It looks like Volkswagen is making up for lost time on the electric vehicle (EV) development front. The German company known for its clean diesels just announced an electric version of its up! city car, the e-up!, and now it’s releasing details on the e-Golf, an electric version of its worldwide bestseller.
When the all-new seventh generation Golf was unveiled a few months ago, VW noted that it was designed to accommodate an electric powertrain. VW plans to put such a powertrain in a Golf by mid 2014.
Like the e-up!, the e-Golf will most likely be available in both three- and five-door body styles, and will probably look the same as a gasoline or diesel Golf. Buyers looking take a statement with their EVs should consider the Nissan Leaf or Ford Focus Electric.
The e-Golf will also reportedly share its layout with the e-up!. The large and small VW EVs will have their electric motors in their engine bays and lithium-ion battery packs under their rear seats.
The e-Golf’s electric motor will produce around 115 horsepower, but it won’t add much weight compared to the smaller e-up!’s powertrain. The e-Golf’s entire powertrain will weigh about 440 pounds; the e-up! has 82 hp, and its powertrain weighs 400 lbs.

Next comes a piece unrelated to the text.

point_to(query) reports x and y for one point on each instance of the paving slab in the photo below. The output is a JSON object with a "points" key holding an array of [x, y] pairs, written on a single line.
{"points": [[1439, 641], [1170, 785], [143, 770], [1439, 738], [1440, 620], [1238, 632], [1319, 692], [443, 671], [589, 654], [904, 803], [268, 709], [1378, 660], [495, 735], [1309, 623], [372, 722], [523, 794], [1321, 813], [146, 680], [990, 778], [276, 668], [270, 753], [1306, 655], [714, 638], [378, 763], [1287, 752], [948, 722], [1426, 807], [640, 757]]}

The e-Golf’s range is estimated at 170 miles, allowing it to travel 90 miles further on a single charge than a Leaf. Top speed is an adequate 83 mph. It is unclear whether the e-Golf will have the impressively low charging times VW is promising for the e-up!.

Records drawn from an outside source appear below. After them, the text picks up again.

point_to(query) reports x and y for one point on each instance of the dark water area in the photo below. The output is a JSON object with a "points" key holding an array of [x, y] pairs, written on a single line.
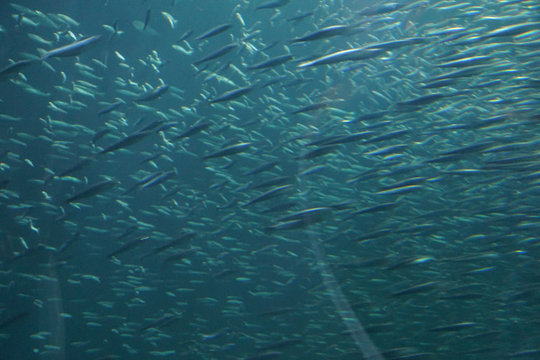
{"points": [[313, 180]]}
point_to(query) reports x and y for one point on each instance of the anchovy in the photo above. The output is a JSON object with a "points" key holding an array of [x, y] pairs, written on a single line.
{"points": [[92, 190], [158, 180], [109, 108], [184, 36], [272, 4], [13, 68], [312, 107], [218, 53], [326, 32], [230, 150], [128, 246], [511, 30], [324, 150], [214, 31], [300, 16], [127, 141], [154, 94], [181, 239], [147, 19], [195, 129], [73, 49], [385, 8], [269, 194], [232, 94], [262, 168], [272, 62], [420, 288], [344, 55]]}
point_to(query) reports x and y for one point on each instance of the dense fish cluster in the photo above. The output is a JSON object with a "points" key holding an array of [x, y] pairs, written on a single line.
{"points": [[270, 179]]}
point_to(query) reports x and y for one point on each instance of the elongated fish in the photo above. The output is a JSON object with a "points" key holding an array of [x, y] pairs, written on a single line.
{"points": [[154, 94], [343, 55], [229, 150], [232, 94], [127, 141], [214, 31], [272, 62], [13, 68], [218, 53], [326, 32], [92, 190], [73, 49]]}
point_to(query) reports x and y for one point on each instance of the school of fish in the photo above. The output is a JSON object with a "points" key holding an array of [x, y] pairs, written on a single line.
{"points": [[270, 179]]}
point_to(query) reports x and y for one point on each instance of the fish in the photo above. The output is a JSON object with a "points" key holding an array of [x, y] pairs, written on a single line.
{"points": [[15, 67], [216, 30], [72, 49], [92, 190], [154, 94], [232, 94], [128, 246], [326, 32], [270, 179], [272, 4], [218, 53], [344, 55], [229, 150], [272, 62], [147, 18], [127, 141], [195, 129]]}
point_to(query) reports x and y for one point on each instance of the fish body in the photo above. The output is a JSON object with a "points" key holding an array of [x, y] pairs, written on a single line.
{"points": [[72, 49], [229, 150]]}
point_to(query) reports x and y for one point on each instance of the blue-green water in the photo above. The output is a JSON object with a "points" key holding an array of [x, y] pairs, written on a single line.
{"points": [[282, 179]]}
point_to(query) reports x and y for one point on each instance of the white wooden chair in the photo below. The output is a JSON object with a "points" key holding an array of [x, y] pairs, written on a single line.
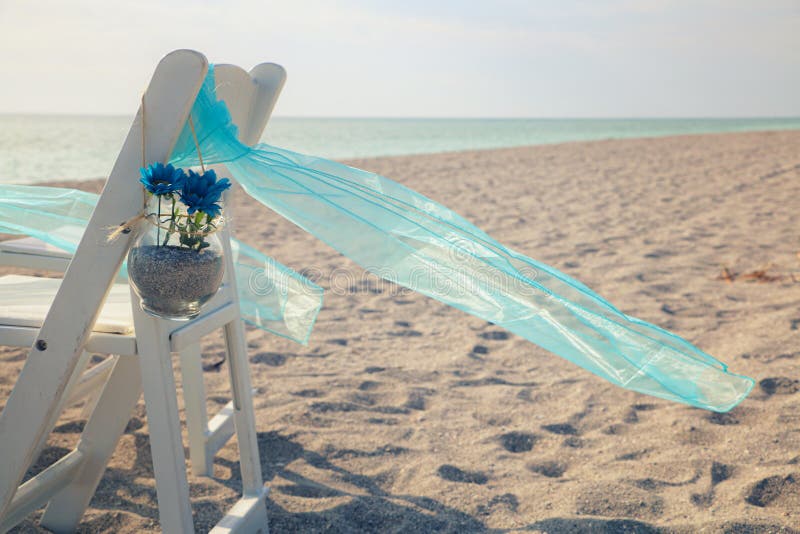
{"points": [[87, 313], [250, 98]]}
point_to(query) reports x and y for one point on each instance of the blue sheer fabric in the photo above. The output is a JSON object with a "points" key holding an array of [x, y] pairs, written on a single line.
{"points": [[406, 238], [271, 296], [411, 240]]}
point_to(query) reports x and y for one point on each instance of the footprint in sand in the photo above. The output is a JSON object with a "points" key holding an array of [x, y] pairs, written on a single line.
{"points": [[494, 335], [506, 500], [368, 385], [723, 419], [776, 491], [454, 474], [562, 429], [417, 398], [518, 441], [273, 359], [309, 393], [780, 385], [549, 469]]}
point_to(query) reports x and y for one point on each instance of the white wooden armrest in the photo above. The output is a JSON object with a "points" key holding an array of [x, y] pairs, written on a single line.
{"points": [[25, 301], [33, 253]]}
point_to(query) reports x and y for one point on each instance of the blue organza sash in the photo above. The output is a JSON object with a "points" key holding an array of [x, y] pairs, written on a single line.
{"points": [[409, 239], [272, 296]]}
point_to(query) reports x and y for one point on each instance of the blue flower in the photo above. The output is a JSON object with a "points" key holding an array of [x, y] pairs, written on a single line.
{"points": [[162, 179], [201, 192]]}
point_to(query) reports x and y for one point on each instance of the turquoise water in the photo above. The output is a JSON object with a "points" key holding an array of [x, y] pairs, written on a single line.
{"points": [[36, 148]]}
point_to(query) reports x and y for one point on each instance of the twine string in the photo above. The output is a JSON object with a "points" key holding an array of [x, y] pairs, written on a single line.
{"points": [[153, 218]]}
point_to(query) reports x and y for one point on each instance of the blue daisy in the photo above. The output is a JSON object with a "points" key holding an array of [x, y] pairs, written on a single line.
{"points": [[161, 179], [201, 192]]}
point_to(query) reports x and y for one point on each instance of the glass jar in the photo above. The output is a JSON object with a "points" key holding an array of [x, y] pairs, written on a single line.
{"points": [[176, 262]]}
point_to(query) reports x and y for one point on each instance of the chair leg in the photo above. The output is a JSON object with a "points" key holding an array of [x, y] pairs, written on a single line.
{"points": [[161, 402], [194, 399], [244, 416], [98, 441]]}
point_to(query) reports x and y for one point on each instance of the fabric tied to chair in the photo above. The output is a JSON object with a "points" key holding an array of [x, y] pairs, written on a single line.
{"points": [[404, 237], [272, 296]]}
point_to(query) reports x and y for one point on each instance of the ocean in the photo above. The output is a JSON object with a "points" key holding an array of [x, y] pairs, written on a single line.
{"points": [[37, 148]]}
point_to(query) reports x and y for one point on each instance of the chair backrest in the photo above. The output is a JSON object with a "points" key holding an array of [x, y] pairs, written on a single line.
{"points": [[250, 97], [55, 354]]}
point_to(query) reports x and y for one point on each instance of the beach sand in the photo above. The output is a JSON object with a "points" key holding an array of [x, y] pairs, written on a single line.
{"points": [[404, 415]]}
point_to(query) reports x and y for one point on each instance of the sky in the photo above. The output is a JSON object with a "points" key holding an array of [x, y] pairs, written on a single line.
{"points": [[419, 58]]}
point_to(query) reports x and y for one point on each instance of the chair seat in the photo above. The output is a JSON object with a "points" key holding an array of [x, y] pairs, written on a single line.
{"points": [[25, 301]]}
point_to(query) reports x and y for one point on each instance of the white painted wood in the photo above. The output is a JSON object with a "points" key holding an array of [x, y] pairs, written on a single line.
{"points": [[97, 443], [98, 343], [269, 79], [93, 379], [47, 371], [239, 370], [158, 382], [156, 337], [245, 516], [34, 254], [188, 335], [26, 300], [220, 429], [194, 402]]}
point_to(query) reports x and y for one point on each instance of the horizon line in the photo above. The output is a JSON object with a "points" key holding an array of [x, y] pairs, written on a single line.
{"points": [[379, 117]]}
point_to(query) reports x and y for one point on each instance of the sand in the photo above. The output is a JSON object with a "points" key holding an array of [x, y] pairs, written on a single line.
{"points": [[403, 415]]}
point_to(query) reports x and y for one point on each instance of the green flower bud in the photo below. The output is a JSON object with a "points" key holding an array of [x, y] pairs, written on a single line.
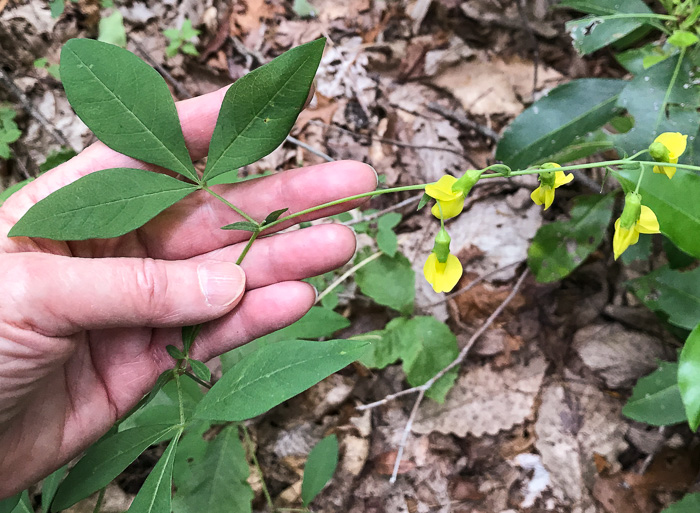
{"points": [[632, 211], [442, 245], [547, 178], [659, 152], [465, 183]]}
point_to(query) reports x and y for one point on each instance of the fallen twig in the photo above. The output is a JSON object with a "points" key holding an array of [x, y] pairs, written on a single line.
{"points": [[464, 121], [422, 389], [29, 108]]}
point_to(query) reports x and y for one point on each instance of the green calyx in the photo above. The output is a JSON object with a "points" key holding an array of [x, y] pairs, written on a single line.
{"points": [[465, 183], [547, 178], [442, 245], [632, 211], [659, 152]]}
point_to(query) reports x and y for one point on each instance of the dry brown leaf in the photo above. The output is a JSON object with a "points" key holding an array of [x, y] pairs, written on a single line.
{"points": [[572, 425], [617, 354], [485, 401]]}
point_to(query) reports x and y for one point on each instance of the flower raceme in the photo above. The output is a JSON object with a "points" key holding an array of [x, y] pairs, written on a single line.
{"points": [[635, 219], [442, 269], [668, 147], [450, 192], [549, 180]]}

Mid-2014 is a long way away, but Volkswagne CEO Martin Winterkorn quoted an unofficial price of 40,000 euros to AutoBild.

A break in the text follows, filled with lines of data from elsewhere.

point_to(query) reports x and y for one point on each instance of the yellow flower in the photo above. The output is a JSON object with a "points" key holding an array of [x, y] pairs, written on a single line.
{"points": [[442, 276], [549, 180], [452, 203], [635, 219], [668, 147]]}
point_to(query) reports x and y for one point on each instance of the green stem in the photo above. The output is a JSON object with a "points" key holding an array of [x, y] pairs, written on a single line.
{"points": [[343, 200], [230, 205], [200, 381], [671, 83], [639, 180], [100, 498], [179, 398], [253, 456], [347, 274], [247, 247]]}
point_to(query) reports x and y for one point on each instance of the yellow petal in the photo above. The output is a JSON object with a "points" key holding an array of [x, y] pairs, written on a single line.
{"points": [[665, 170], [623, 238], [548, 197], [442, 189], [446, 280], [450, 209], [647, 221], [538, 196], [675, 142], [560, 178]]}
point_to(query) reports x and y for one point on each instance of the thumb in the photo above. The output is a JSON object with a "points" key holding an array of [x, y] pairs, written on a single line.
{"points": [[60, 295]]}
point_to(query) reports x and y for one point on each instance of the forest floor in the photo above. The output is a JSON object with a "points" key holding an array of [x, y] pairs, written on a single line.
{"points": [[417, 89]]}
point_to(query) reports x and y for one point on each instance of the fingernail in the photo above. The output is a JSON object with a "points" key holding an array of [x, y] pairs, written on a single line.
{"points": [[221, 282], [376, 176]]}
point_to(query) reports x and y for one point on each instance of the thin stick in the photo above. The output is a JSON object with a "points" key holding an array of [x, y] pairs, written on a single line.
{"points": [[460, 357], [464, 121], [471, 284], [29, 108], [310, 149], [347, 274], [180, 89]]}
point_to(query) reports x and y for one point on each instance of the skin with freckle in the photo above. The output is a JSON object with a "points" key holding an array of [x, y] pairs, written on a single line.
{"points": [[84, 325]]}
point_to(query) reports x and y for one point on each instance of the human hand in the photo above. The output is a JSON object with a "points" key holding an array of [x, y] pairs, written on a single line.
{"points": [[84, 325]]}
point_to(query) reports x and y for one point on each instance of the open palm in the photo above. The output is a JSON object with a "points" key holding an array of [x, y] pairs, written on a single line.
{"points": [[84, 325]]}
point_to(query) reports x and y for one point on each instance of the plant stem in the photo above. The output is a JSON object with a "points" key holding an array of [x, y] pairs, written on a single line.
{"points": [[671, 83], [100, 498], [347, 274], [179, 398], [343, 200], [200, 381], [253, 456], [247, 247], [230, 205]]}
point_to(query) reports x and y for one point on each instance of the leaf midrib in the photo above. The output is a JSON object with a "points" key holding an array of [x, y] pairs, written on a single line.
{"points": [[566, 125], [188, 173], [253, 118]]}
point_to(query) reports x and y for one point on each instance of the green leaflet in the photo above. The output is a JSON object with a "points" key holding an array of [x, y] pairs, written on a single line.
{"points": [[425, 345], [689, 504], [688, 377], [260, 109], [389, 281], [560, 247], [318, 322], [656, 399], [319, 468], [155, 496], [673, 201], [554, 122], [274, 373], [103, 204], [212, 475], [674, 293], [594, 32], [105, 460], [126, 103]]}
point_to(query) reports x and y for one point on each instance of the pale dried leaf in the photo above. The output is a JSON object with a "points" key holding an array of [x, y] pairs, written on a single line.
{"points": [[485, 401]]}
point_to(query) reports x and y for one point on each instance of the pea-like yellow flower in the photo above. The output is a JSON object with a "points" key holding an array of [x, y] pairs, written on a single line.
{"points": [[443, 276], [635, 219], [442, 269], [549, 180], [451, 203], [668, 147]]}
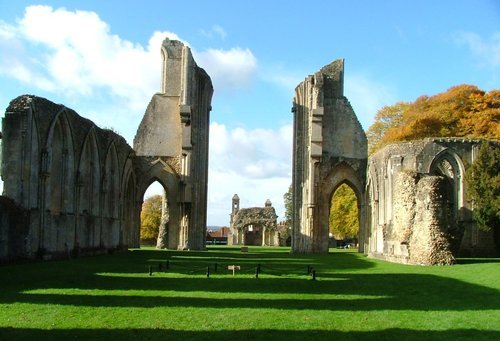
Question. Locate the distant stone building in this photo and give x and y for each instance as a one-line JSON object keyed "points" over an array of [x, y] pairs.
{"points": [[253, 226], [71, 187]]}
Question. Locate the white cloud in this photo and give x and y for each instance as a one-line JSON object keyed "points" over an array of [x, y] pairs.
{"points": [[229, 69], [255, 164], [77, 55], [367, 97], [486, 50]]}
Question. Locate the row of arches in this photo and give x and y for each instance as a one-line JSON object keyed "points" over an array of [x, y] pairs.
{"points": [[77, 182]]}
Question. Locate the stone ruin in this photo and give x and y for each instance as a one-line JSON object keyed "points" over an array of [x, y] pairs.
{"points": [[253, 226], [330, 148], [418, 210], [411, 196], [71, 187]]}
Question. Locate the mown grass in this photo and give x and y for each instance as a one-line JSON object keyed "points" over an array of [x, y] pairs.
{"points": [[353, 297]]}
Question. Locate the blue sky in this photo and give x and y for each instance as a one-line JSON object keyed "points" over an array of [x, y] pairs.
{"points": [[102, 58]]}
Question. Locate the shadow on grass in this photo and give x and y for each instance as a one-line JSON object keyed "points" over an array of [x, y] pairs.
{"points": [[356, 292], [477, 260], [127, 272], [266, 334]]}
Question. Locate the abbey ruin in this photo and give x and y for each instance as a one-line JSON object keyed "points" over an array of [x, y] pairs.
{"points": [[73, 188], [253, 225], [411, 196]]}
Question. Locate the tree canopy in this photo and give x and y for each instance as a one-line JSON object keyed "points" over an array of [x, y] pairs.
{"points": [[151, 218], [461, 111]]}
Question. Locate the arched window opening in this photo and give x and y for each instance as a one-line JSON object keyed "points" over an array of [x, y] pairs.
{"points": [[154, 216]]}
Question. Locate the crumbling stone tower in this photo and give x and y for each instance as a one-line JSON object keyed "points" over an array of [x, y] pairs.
{"points": [[173, 139], [329, 149]]}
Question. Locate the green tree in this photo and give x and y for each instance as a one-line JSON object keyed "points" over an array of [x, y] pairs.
{"points": [[344, 222], [151, 218], [483, 180]]}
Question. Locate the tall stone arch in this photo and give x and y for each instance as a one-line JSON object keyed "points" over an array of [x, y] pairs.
{"points": [[88, 193], [329, 148], [342, 173], [175, 127], [110, 199], [57, 187], [166, 171]]}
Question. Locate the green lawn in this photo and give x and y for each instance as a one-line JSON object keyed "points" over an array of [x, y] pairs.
{"points": [[353, 297]]}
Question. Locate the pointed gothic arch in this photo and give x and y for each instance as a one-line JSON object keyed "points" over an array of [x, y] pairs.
{"points": [[88, 193]]}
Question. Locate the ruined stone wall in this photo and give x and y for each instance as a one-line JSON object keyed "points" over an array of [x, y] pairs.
{"points": [[418, 207], [176, 127], [330, 148], [68, 176], [264, 218], [81, 187]]}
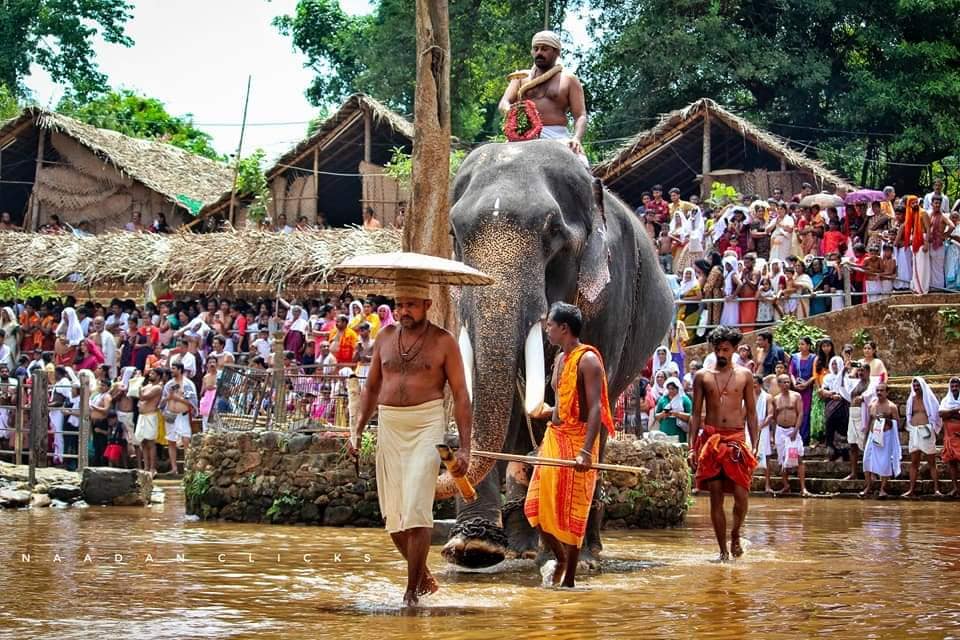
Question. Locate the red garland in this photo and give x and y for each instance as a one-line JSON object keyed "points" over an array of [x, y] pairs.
{"points": [[523, 122]]}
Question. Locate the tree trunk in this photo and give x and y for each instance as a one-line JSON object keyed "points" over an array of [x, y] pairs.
{"points": [[426, 228]]}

Unlike the smaller e-up!, which will be launched at the Frankfurt Motor Show in September, the e-Golf has a chance of being sold in the United States.
The conventional up! will probably never come to the U.S., but Volkswagen sells plenty of Golfs here, making it less of a hassle to bring the e-Golf into compliance with safety regulations.
However, Volkswagen isn’t talking about e-Golf sales just yet, and there is also a possibility that the EV would be brought over in small batches only, to satisfy California’s zero emission vehicle mandate.